La seconde étude est un double aveugle chez 162 lombalgiques chroniques Modic 1 ayant eu une hernie discale (mais non opérés). La moitié sont traités par amoxicilline/acide clavulanique. Au bout d’un an, ceux-là ont moins souvent et moins intensivement mal au dos de façon très significative : la proportion des douloureux permanents passe de 73,5 à 19,5% (73,1% à 67,2% avec le placebo) ; 32,5% n’ont plus de douleur du tout (6% sous placebo).
Qu’en conclure ?
L’étude est unique et surprenante. Ce n’est pas encore le moment de mettre tous les lombalgiques sous antibiothérapie. Mais ceux avec Mobic 1, qui semblent avoir une hygiène de vie correcte, et chez lesquels le bilan ne retrouve aucune cause de lombalgies secondaires ?…

Ces nouvelles pistes en tête, rappelons-nous que la principale cause de lombalgie chronique est actuellement non pas le surmenage par des efforts de portage, mais l’hypomobilité du rachis, particulièrement la position assise statique, qui comprime constamment le nucleus vers l’arrière et fissure progressivement les fibres de l’annulus, aidée de quelques efforts intempestifs le week-end sur une colonne mal gainée musculairement.
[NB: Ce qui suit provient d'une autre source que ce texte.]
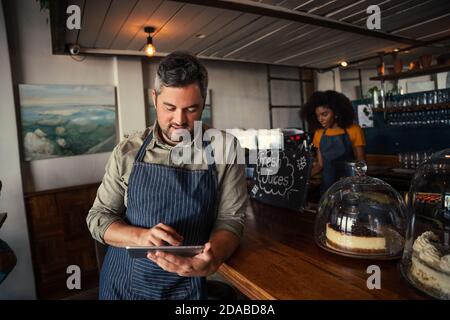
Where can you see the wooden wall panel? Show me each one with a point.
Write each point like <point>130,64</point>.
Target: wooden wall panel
<point>59,238</point>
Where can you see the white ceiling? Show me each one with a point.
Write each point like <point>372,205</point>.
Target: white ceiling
<point>243,35</point>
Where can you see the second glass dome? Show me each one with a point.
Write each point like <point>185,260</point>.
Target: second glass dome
<point>362,217</point>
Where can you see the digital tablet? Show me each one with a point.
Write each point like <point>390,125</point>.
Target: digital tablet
<point>185,251</point>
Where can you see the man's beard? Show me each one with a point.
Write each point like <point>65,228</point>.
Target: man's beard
<point>176,134</point>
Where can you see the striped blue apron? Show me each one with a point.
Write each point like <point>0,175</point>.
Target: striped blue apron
<point>183,199</point>
<point>335,150</point>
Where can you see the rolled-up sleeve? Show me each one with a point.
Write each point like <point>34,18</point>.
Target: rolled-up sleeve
<point>232,197</point>
<point>109,204</point>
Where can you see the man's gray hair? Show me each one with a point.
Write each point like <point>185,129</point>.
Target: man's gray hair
<point>180,69</point>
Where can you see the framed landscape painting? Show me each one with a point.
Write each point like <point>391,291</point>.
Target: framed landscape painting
<point>67,120</point>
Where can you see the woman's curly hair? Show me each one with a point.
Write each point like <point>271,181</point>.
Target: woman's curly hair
<point>336,101</point>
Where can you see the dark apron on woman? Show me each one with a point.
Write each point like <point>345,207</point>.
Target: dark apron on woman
<point>183,199</point>
<point>335,150</point>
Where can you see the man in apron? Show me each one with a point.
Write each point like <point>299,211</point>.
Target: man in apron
<point>145,199</point>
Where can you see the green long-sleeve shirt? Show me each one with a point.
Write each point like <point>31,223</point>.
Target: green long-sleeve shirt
<point>111,201</point>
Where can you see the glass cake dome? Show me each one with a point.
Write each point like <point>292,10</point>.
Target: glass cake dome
<point>362,217</point>
<point>426,258</point>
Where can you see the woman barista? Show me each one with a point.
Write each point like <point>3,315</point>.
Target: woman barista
<point>337,138</point>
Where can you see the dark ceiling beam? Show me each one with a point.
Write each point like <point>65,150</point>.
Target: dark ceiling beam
<point>297,16</point>
<point>424,44</point>
<point>58,18</point>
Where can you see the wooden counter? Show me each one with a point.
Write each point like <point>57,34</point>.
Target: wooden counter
<point>278,259</point>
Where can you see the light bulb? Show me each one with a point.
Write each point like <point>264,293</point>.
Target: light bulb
<point>150,50</point>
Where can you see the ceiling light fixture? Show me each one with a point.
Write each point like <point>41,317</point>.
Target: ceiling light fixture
<point>149,48</point>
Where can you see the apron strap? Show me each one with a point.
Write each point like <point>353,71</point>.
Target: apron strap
<point>143,149</point>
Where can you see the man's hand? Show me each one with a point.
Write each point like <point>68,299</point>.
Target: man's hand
<point>219,248</point>
<point>160,235</point>
<point>200,265</point>
<point>119,234</point>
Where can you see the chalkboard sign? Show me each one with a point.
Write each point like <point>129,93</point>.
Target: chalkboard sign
<point>281,177</point>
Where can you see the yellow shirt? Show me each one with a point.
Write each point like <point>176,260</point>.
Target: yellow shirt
<point>354,132</point>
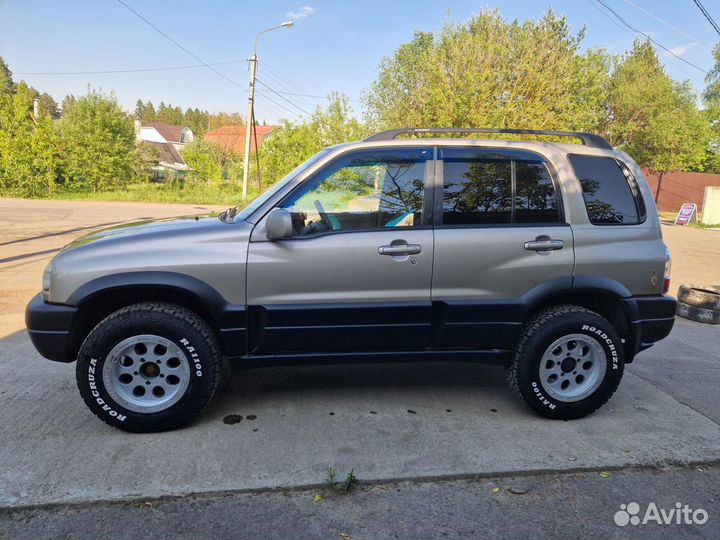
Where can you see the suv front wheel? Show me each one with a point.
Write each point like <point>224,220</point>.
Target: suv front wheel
<point>148,367</point>
<point>568,362</point>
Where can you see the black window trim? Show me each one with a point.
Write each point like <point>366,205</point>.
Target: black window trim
<point>429,195</point>
<point>509,153</point>
<point>633,186</point>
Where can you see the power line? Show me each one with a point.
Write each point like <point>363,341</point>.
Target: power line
<point>621,27</point>
<point>702,9</point>
<point>268,98</point>
<point>283,97</point>
<point>135,70</point>
<point>196,57</point>
<point>664,22</point>
<point>624,22</point>
<point>283,77</point>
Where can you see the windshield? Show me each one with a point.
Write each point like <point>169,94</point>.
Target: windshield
<point>235,215</point>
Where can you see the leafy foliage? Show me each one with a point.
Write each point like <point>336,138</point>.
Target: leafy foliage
<point>655,119</point>
<point>28,155</point>
<point>711,99</point>
<point>294,143</point>
<point>98,142</point>
<point>488,72</point>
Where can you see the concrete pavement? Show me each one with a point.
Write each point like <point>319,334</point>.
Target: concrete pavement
<point>548,506</point>
<point>387,422</point>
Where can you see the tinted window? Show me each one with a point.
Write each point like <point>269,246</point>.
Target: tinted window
<point>608,197</point>
<point>479,188</point>
<point>477,191</point>
<point>362,190</point>
<point>535,199</point>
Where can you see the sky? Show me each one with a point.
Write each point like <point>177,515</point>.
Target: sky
<point>334,45</point>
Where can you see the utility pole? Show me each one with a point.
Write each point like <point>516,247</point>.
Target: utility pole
<point>251,106</point>
<point>248,126</point>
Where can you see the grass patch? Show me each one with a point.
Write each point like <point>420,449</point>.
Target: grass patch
<point>345,487</point>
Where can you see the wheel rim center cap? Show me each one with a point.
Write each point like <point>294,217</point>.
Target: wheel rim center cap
<point>150,370</point>
<point>568,365</point>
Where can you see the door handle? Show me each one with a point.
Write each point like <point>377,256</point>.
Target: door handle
<point>544,243</point>
<point>400,249</point>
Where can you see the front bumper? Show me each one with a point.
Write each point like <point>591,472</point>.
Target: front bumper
<point>49,327</point>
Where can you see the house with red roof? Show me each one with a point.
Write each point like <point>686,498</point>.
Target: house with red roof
<point>232,138</point>
<point>169,140</point>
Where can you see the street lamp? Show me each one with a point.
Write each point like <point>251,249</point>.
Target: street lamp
<point>251,104</point>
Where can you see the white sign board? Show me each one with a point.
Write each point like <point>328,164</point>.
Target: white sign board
<point>686,213</point>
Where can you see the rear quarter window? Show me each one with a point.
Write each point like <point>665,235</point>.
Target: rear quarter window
<point>610,192</point>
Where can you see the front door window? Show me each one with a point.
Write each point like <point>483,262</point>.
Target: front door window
<point>366,190</point>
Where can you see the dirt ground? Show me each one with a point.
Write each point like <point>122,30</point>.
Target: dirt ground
<point>32,231</point>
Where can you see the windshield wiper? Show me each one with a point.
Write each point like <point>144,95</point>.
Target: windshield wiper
<point>229,215</point>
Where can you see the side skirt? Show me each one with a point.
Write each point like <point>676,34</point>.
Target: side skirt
<point>492,356</point>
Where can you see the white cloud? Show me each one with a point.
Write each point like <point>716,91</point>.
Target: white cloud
<point>681,49</point>
<point>301,13</point>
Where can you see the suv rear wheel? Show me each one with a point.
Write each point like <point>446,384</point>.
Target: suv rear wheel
<point>148,367</point>
<point>568,362</point>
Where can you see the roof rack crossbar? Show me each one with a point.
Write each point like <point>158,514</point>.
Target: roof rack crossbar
<point>589,139</point>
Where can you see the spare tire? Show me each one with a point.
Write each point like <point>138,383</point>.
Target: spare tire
<point>698,314</point>
<point>704,296</point>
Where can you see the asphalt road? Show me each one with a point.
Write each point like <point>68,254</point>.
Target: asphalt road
<point>445,432</point>
<point>387,422</point>
<point>32,231</point>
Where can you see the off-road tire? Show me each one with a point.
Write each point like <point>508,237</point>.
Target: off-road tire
<point>705,296</point>
<point>180,326</point>
<point>698,314</point>
<point>523,372</point>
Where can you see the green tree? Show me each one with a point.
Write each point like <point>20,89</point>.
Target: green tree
<point>140,109</point>
<point>98,140</point>
<point>711,100</point>
<point>655,119</point>
<point>48,105</point>
<point>149,113</point>
<point>488,72</point>
<point>28,155</point>
<point>294,143</point>
<point>207,161</point>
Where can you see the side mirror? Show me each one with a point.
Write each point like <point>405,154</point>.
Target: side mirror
<point>278,224</point>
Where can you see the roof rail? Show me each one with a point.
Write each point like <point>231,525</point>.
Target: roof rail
<point>589,139</point>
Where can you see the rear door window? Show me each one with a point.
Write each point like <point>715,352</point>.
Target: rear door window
<point>484,186</point>
<point>610,193</point>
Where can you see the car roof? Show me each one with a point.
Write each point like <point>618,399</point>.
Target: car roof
<point>538,146</point>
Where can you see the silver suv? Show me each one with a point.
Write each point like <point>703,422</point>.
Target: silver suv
<point>543,257</point>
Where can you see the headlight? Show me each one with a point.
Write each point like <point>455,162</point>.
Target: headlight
<point>46,282</point>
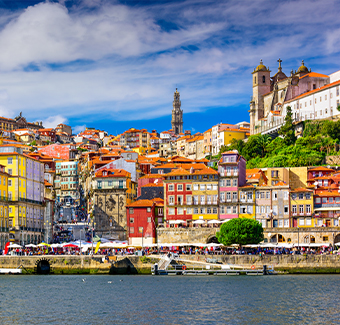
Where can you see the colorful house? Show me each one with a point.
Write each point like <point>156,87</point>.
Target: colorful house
<point>232,170</point>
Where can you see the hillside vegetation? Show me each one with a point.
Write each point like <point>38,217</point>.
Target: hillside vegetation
<point>320,138</point>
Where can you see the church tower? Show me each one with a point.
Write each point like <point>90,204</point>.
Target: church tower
<point>177,114</point>
<point>261,86</point>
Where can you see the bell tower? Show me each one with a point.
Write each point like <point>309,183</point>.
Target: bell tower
<point>177,114</point>
<point>261,86</point>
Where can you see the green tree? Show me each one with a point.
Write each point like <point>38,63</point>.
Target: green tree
<point>263,141</point>
<point>287,130</point>
<point>240,231</point>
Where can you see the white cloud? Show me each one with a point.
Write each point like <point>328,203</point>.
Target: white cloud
<point>78,128</point>
<point>53,121</point>
<point>133,63</point>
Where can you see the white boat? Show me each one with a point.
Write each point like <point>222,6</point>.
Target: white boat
<point>10,271</point>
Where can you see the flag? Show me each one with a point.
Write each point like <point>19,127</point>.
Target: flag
<point>97,247</point>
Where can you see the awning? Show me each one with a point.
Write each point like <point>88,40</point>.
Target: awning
<point>214,221</point>
<point>327,209</point>
<point>176,222</point>
<point>311,245</point>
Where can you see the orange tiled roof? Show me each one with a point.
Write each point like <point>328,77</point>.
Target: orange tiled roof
<point>141,203</point>
<point>314,74</point>
<point>113,173</point>
<point>301,189</point>
<point>315,91</point>
<point>321,169</point>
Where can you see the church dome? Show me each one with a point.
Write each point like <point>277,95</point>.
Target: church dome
<point>302,68</point>
<point>261,67</point>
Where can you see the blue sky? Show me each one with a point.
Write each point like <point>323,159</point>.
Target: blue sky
<point>115,64</point>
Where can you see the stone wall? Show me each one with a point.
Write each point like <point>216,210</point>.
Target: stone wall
<point>185,235</point>
<point>333,160</point>
<point>110,213</point>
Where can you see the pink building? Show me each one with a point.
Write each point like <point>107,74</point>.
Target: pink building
<point>232,170</point>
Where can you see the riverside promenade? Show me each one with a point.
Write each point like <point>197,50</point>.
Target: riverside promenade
<point>99,264</point>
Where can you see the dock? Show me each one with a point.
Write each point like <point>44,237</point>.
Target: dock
<point>177,266</point>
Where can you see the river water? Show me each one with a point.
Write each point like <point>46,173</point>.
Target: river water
<point>101,299</point>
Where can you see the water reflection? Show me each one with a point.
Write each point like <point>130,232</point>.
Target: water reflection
<point>169,300</point>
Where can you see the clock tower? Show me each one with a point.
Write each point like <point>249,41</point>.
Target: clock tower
<point>177,114</point>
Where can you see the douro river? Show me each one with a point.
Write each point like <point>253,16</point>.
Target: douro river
<point>291,299</point>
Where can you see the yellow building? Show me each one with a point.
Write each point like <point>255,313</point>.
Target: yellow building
<point>4,225</point>
<point>140,150</point>
<point>25,194</point>
<point>301,203</point>
<point>247,201</point>
<point>205,194</point>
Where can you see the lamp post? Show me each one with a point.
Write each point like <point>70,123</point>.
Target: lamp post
<point>47,224</point>
<point>271,218</point>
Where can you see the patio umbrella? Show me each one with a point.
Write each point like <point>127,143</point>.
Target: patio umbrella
<point>14,246</point>
<point>31,245</point>
<point>198,221</point>
<point>43,244</point>
<point>70,245</point>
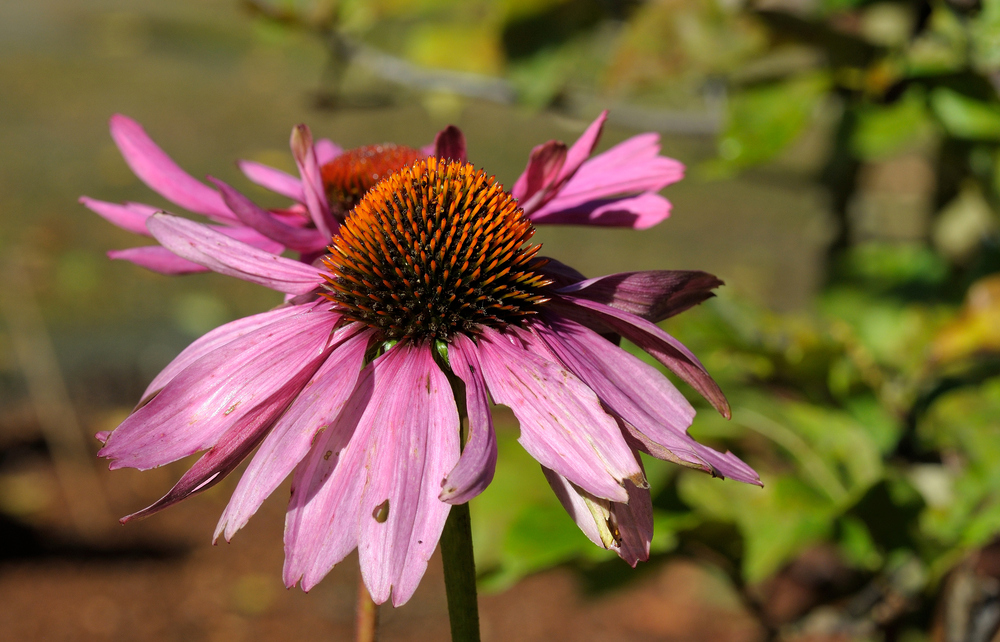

Le rachis est un grand ressort et le disque un système très efficace pour répondre aux alternances d’appui, pas pour la compression statique. Le traitement de la lombalgie est le… mouvement, qu’ont beaucoup ralenti nos activités informatives connectées. Une solution pratique : les bureaux à vérins électriques qui passent avec tout ce qu’ils supportent d’une position basse à haute, devenant pupitres. Ou alors travaillez avec un portable et aller le jucher de temps à autre sur un bar. L’apéro sauvera-t-il nos disques si ce n’est nos neurones ?

Réf : Albert HB, Lambert P, Rollason J et coll. Does nuclear tissue infected with bacteria following disc herniations lead to Modic changes in the adjacent vertebrae? Eur Spine J. 2013;22:690-696.
Albert HB, Sorensen JS et coll. Antibiotic treatment in patients with chronic low back pain and vertebral bone edema (Modic type 1 changes): a double-blind randomized clinical controlled trial of efficacy. Eur Spine J. 2013;22: 697-707.